Establishing a definitive causal link between bacteria and AD remains challenging. The difficulty lies in distinguishing whether the bacteria found in AD brains are the cause of the disease or merely opportunistic organisms that colonize tissue already damaged by the neurodegenerative process. Proving causation requires demonstrating that eliminating the pathogen would prevent or reverse the disease, which is complex in human studies. Furthermore, AD is known to be a disease with multiple contributing factors, including genetic predispositions like the ApoE4 allele, which likely increase susceptibility to the chronic inflammation caused by the pathogens. The microbial hypothesis thus recontextualizes the traditional AD hallmarks, suggesting they are the brain’s failed attempt to fight a chronic infection.

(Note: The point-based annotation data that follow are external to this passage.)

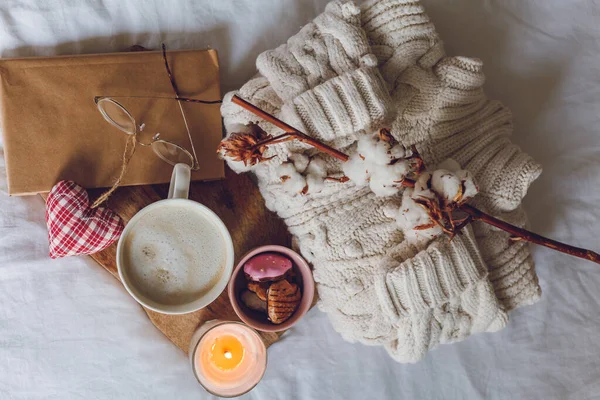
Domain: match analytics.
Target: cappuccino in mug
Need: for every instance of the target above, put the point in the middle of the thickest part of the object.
(174, 254)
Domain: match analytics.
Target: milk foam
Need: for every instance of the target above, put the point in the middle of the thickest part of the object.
(174, 254)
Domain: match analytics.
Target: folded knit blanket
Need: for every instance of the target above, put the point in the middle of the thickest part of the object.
(357, 69)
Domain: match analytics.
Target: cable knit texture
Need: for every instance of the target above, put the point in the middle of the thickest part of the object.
(358, 69)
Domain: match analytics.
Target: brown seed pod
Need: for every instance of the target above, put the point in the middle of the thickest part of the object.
(260, 288)
(253, 302)
(283, 299)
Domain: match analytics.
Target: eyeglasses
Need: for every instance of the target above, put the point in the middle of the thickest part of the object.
(118, 116)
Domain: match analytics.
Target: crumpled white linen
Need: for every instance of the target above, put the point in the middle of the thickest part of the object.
(69, 331)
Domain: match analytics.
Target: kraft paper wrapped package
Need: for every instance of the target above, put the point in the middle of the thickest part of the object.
(52, 129)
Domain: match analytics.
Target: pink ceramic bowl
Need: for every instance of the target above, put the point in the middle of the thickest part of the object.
(257, 320)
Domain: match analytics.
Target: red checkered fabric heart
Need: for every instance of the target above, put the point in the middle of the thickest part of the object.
(73, 227)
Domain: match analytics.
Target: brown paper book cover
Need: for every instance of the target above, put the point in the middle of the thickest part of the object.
(52, 129)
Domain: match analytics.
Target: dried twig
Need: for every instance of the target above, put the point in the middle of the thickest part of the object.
(290, 132)
(441, 215)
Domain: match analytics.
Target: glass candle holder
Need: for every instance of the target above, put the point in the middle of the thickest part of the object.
(228, 358)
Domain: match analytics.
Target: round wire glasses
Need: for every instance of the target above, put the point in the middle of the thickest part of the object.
(120, 118)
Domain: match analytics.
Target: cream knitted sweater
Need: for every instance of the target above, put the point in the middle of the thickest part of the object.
(358, 69)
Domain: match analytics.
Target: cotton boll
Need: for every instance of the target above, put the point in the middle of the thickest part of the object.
(374, 150)
(398, 151)
(449, 164)
(238, 166)
(471, 188)
(411, 214)
(356, 169)
(294, 184)
(299, 160)
(446, 184)
(285, 169)
(317, 167)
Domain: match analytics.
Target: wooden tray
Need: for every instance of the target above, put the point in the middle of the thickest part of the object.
(237, 201)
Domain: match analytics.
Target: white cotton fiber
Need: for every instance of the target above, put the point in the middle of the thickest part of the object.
(299, 160)
(446, 184)
(317, 167)
(471, 188)
(373, 149)
(411, 215)
(398, 151)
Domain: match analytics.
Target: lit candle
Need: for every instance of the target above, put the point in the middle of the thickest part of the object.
(228, 358)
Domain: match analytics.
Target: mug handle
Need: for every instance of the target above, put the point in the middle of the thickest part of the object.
(180, 182)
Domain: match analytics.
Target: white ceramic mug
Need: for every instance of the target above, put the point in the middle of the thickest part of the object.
(178, 197)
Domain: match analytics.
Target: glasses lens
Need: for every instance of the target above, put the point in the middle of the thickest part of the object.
(117, 115)
(172, 153)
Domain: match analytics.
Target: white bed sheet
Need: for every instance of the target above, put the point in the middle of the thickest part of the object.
(69, 331)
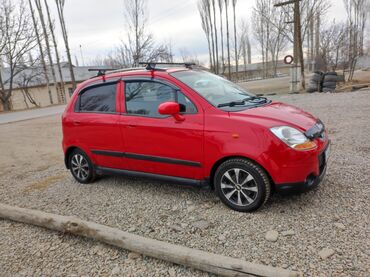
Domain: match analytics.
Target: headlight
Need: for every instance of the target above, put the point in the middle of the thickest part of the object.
(293, 138)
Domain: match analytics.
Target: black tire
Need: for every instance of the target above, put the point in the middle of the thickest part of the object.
(328, 90)
(329, 84)
(252, 185)
(330, 78)
(81, 167)
(311, 90)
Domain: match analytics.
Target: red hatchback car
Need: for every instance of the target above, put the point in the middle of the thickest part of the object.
(190, 126)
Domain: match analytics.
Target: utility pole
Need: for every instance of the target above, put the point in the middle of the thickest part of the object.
(297, 45)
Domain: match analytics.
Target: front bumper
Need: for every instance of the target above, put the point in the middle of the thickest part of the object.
(311, 181)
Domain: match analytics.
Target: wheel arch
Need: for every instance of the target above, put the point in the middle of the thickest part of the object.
(68, 153)
(224, 159)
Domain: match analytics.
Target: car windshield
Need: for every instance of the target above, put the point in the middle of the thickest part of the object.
(216, 90)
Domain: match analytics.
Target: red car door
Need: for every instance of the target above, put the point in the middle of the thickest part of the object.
(95, 124)
(159, 144)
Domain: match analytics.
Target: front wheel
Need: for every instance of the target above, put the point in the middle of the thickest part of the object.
(81, 167)
(242, 185)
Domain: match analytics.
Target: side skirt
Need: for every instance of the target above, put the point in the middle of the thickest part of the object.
(164, 178)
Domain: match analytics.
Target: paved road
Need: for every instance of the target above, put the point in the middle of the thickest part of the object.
(30, 114)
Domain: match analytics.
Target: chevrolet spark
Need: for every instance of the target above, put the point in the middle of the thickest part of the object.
(189, 126)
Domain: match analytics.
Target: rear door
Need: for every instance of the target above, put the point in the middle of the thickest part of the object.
(159, 144)
(96, 123)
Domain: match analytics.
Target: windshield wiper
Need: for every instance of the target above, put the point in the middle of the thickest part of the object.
(232, 104)
(252, 98)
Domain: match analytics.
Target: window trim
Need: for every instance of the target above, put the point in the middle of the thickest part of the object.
(77, 107)
(151, 80)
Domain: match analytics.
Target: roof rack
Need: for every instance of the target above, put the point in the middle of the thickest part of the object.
(101, 71)
(152, 65)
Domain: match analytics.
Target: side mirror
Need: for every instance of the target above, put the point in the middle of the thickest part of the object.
(171, 108)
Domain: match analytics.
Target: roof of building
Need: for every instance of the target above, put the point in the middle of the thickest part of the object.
(34, 76)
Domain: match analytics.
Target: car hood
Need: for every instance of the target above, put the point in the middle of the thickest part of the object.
(278, 114)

New Directions for Prevention and Treatment

If the microbial hypothesis proves correct, it opens entirely new avenues for therapeutic intervention that go beyond the traditional approach of simply clearing amyloid plaques. The most direct strategy involves targeting the specific pathogens or their virulence factors. Research has focused on developing small-molecule inhibitors that block the activity of gingipains, the toxic proteases produced by P. gingivalis. These inhibitors are designed to reduce the bacterial load in the brain and block the toxic effects that lead to neurodegeneration.

In preclinical models, treatment with a gingipain inhibitor was shown to decrease the bacterial DNA abundance in the brain, reduce amyloid-beta production, and mitigate neuroinflammation. One such compound, atuzaginstat (COR388), has progressed into clinical trials to assess its safety and efficacy in human AD patients. Another approach is the use of vaccines designed to neutralize the infectious agents before they can cross into the central nervous system. Additionally, therapeutic efforts are aimed at controlling the resulting damage by using anti-inflammatory treatments to dampen the chronic neuroinflammation that is sustained by the persistent infection.